- Developer: Rare
- Publisher: Xbox Game Studios
- Director: Gregg Mayles
- Producer: Louise O'Connor
- Designer: Gary Napper
- Artist: Ryan Stevenson
- Composer: Robin Beanland
- Engine: Unreal Engine
- Platforms: Windows; Xbox Series X/S;
- Genre: Action-adventure

= Everwild (video game) =

Cancelled video game

Everwild is a cancelled action-adventure video game developed by Rare that was planned to be published by Xbox Game Studios for Windows and Xbox Series X/S.

== Gameplay ==

Everwild was planned to have a cel-shaded art style set in a vast wilderness.

Everwild had few gameplay details announced upon its initial reveal in 2019, with descriptions of its gameplay varying in the years prior to its cancellation.

In 2020, Everwild was described as a third-person adventure game with no combat, and elements taken from God games, though Rare studio head Craig Duncan would state in a July interview that the team was "still playing around with gameplay ideas".

In 2023, Video Games Chronicle reporter Andy Robinson stated that Everwild would have been "a bit more Viva Piñata than the survival game the earlier trailers hinted at", implying the presence of life simulation game elements.

== Development ==
Development began on Everwild around 2014, and it spent many years in experimental prototyping before being announced.

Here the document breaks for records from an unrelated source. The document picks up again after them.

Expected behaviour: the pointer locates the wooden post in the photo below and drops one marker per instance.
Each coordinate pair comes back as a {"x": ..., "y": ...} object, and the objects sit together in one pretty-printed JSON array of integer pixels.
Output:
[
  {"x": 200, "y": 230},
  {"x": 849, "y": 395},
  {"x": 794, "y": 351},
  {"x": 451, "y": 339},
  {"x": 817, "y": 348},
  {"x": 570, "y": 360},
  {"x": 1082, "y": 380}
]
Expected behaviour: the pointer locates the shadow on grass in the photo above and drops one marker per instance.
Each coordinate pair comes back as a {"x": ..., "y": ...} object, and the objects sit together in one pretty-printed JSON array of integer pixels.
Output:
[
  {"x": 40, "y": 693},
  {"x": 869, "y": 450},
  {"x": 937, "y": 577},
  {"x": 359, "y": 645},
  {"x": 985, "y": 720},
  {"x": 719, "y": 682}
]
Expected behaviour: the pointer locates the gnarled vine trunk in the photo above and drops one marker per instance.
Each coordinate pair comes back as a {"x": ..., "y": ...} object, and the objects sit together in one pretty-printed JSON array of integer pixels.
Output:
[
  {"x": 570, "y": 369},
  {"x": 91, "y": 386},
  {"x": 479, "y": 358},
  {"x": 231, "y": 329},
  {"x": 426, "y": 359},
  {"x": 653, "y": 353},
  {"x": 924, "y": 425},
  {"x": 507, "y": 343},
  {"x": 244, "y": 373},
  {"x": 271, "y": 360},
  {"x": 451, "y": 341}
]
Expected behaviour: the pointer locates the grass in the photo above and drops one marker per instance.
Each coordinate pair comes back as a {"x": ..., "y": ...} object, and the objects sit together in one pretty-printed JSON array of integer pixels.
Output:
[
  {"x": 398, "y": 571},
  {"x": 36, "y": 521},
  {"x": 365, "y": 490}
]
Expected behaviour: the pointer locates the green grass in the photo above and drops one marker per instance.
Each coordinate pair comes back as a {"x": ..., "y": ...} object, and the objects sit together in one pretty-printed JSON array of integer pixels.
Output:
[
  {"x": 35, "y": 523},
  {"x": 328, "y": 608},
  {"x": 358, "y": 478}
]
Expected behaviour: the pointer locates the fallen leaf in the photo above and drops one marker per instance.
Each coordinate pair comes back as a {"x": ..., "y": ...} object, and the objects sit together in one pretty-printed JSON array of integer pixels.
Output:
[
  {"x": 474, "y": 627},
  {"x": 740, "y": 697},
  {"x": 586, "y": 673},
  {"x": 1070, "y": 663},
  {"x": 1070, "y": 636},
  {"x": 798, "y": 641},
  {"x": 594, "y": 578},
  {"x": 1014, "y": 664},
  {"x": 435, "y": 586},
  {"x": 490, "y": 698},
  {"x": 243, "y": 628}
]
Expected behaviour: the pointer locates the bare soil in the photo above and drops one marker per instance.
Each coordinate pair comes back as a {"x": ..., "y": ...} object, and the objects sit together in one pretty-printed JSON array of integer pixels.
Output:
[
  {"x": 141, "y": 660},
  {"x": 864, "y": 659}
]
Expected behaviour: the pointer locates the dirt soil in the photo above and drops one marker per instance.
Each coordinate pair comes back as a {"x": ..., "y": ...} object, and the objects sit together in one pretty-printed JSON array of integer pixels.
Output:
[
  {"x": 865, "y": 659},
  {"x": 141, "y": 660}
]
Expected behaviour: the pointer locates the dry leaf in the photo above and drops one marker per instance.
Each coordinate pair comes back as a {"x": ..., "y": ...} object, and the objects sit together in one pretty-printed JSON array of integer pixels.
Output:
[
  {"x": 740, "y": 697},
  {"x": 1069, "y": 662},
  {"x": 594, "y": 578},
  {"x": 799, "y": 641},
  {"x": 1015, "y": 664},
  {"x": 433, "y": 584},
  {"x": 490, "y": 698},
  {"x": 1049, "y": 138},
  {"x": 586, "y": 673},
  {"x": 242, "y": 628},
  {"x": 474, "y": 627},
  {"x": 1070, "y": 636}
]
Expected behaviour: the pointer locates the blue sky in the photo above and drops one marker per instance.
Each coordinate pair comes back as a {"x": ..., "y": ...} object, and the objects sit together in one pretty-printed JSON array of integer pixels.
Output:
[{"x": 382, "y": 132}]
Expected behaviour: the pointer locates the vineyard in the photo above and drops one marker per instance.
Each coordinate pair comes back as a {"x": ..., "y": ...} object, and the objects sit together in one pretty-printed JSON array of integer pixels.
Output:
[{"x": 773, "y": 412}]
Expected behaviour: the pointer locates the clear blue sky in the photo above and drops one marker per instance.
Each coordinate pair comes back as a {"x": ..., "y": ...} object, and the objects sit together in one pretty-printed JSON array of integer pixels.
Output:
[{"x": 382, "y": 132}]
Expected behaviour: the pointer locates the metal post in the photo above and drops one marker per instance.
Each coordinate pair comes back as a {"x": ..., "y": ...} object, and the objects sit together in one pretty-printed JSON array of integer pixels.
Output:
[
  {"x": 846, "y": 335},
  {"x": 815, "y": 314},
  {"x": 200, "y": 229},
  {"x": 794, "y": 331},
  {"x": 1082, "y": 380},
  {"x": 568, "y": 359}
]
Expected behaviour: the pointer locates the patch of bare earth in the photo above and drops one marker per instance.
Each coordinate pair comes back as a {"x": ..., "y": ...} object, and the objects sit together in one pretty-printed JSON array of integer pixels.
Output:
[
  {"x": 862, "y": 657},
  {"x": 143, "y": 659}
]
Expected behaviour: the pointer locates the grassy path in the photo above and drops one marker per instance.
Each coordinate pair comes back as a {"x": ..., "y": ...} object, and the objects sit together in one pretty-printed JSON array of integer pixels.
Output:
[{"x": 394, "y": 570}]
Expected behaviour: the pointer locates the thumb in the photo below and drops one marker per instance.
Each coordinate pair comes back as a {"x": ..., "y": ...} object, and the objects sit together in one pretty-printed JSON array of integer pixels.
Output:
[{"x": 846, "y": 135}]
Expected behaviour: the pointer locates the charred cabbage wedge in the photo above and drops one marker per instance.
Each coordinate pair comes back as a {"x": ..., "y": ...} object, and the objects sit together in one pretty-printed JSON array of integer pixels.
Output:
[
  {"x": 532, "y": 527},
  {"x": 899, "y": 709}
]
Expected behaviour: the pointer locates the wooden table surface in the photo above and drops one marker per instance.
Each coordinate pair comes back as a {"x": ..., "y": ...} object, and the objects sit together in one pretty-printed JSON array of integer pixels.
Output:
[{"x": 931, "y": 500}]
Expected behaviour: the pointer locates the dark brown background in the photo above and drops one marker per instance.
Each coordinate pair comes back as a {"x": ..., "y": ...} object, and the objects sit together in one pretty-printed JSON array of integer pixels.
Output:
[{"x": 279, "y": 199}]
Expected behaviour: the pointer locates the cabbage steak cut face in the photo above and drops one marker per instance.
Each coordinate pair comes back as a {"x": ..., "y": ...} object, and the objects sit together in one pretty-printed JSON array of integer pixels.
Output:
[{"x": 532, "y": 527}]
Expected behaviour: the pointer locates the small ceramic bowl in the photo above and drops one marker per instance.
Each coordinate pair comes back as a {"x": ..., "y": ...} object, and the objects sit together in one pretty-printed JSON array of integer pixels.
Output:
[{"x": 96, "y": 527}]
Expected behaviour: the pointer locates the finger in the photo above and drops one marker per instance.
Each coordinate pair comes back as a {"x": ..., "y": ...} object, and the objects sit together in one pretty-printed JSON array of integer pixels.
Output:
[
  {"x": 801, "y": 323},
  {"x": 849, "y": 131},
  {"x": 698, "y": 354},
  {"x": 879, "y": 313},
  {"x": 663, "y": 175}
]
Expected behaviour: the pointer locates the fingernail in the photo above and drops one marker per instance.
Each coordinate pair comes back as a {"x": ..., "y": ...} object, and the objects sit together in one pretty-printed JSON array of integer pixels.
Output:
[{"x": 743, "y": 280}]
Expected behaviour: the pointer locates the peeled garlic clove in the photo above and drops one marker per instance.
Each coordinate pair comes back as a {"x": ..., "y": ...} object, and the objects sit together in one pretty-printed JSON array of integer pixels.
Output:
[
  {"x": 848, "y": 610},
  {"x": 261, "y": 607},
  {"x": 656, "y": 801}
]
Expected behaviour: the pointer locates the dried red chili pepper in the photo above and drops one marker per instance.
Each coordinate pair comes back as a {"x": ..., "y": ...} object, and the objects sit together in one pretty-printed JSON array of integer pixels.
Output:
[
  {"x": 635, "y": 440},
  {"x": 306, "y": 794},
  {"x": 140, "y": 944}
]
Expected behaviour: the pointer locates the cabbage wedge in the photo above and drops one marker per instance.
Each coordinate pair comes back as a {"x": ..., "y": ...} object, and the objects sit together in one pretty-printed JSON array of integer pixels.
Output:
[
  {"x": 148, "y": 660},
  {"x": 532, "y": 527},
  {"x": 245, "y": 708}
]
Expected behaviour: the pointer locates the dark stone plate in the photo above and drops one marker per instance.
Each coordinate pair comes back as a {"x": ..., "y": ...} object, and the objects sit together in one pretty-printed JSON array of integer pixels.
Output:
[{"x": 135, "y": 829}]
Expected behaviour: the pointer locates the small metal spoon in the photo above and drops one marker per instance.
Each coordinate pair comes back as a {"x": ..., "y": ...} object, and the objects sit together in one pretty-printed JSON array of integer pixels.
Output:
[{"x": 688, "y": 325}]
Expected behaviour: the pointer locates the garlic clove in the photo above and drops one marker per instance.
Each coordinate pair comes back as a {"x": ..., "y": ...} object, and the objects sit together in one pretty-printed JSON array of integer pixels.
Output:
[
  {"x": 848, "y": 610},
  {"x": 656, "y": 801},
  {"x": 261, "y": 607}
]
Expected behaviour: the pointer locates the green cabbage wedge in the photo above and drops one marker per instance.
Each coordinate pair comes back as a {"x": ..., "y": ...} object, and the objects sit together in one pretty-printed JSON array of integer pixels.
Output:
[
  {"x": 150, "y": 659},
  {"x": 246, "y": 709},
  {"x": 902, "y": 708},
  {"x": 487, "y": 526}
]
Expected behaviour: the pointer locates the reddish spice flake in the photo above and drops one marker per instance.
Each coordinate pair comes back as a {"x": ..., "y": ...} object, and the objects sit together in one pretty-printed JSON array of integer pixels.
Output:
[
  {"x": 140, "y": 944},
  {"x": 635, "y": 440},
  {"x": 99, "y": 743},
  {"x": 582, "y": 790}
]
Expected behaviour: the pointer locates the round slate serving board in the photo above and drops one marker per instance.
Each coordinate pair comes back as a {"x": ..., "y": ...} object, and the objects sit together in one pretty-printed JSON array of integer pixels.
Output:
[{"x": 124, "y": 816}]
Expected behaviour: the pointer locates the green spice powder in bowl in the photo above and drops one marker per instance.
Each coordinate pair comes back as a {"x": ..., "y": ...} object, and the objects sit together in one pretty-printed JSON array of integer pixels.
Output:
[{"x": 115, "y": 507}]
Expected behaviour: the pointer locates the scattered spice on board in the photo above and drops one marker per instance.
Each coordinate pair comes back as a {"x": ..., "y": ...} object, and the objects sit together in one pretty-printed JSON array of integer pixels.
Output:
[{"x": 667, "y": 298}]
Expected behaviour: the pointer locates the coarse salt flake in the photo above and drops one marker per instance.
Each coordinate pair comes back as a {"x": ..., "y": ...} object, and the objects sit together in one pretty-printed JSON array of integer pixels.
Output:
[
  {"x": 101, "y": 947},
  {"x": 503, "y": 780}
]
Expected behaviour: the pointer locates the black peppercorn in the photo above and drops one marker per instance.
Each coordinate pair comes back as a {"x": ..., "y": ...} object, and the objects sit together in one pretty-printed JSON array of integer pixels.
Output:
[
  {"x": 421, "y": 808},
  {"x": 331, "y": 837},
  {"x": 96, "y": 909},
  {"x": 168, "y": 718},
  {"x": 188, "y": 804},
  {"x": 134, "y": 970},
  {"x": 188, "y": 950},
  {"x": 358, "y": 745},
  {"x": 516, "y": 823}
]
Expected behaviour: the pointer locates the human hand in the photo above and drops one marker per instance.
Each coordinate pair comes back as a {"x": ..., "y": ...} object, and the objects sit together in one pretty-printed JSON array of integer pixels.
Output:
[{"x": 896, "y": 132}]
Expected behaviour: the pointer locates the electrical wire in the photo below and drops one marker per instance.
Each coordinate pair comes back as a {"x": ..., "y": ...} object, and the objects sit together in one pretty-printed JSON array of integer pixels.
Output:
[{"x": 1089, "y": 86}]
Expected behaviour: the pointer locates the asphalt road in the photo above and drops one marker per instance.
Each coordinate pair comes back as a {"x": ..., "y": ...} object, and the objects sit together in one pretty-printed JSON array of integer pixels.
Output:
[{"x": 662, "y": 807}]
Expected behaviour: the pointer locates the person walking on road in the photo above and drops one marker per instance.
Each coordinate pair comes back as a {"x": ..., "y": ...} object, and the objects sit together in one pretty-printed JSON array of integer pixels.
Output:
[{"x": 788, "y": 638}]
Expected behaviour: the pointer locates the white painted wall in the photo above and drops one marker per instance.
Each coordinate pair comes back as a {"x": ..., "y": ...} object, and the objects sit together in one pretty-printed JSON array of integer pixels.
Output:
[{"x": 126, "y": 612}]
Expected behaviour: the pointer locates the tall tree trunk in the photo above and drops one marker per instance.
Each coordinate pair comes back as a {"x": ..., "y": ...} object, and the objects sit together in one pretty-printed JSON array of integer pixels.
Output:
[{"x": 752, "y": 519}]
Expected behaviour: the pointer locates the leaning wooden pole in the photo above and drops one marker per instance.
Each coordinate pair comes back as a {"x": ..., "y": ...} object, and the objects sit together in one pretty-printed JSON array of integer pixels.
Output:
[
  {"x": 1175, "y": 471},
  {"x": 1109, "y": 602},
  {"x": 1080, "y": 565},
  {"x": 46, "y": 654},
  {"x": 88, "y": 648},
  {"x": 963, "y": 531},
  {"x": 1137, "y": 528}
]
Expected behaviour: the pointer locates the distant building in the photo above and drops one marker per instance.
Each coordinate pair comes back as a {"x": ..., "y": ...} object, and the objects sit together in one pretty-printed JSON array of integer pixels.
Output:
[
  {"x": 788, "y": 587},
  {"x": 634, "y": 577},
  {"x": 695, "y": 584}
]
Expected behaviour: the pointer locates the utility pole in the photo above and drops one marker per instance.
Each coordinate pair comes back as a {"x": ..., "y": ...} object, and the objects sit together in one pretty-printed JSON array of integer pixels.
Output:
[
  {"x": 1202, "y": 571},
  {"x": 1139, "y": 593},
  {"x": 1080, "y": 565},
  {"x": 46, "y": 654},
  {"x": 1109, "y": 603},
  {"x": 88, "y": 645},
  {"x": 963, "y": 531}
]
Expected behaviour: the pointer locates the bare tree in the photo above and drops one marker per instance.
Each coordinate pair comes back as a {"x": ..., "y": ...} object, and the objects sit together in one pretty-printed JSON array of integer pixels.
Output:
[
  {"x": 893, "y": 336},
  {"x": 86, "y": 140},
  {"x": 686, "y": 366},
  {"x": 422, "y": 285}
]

Rare announced a new third-person action-adventure AAA game during the Xbox X019 presentation in November 2019. Gary Napper, who was previously the lead designer for Alien: Isolation, joined Rare as the design director for Everwild.

Video game journalist Jeff Grubb stated in a stream on 12 June 2021 that Everwild had been rebooted since its initial development and was "a ways off", scheduled for approximately 2023. A Video Games Chronicles report on 14 June corroborated the fact that Everwild underwent a "complete reboot" after departure of creative director Simon Woodroffe, but stated that its planned release date had been pushed back to 2024 saying "Everwilds development team is now 'optimistically' targeting a 2024 release."

In October 2024, Everwild development was reported to be going well, with parts of the game being in a playable form. However, in July 2025, Everwild was cancelled along with several other games as a result of broader layoffs within Microsoft.